Every time a bomb goes off somewhere in India, the media rushes to put the Muslims in the dock, observes AIJAZ ZAKA SYED.
Terror struck Mumbai at 6.50pm on July 13. Within an hour Ram, a regular follower of my ramblings, posted this message on my Facebook page: “Terrorists have caused mayhem in Mumbai. Can you write against it in the same manner you castigated (sic) Malegaon and Samjhauta blasts? Why you are not uttering a single word when bomb blasts happened against Hindus? Empty rhetoric is not enough sir! Please write specifically against Muslim terrorism that has caused maximum damage in India.”

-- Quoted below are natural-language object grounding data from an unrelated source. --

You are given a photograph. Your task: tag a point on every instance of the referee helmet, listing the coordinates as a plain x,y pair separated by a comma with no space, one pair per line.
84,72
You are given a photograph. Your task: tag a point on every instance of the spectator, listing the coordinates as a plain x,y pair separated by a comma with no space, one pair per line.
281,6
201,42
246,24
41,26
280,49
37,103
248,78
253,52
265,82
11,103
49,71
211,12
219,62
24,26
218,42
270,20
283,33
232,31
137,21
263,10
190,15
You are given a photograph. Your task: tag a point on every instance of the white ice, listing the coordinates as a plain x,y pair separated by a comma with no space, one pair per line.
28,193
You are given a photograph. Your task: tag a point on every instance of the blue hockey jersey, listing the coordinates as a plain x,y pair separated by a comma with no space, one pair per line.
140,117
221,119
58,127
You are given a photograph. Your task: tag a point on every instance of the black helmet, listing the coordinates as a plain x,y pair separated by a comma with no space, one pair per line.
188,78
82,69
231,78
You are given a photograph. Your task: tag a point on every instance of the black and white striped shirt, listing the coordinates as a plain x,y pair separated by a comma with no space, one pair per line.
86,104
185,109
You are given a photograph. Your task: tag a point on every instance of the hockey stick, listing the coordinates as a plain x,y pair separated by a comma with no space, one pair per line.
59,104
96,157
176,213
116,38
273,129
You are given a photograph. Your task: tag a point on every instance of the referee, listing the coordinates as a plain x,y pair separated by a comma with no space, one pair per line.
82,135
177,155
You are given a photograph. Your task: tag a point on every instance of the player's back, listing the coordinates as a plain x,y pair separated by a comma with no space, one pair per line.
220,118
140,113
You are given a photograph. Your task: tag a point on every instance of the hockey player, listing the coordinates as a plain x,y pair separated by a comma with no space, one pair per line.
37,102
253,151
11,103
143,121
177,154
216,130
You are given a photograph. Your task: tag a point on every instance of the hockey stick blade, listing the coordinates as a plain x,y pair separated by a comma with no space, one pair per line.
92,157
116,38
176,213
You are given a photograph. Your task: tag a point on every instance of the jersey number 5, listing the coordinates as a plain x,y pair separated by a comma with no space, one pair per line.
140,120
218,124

I read Ram’s message on my BlackBerry even as I watched the horror unfold in Mumbai on television. The feisty Barkha Dutt of NDTV was already on air doing what she does best – grilling politicians and officials on the events of the day.
Her persistent quizzing of eye witnesses to the serial blasts on Wednesday in her now familiar, I-am-right-there-with-you manner reminded me of another time and another tragedy – the 2008 attacks on Mumbai. Barkha earned herself many a plaudit for her reportage of the 26/11, and justifiably so.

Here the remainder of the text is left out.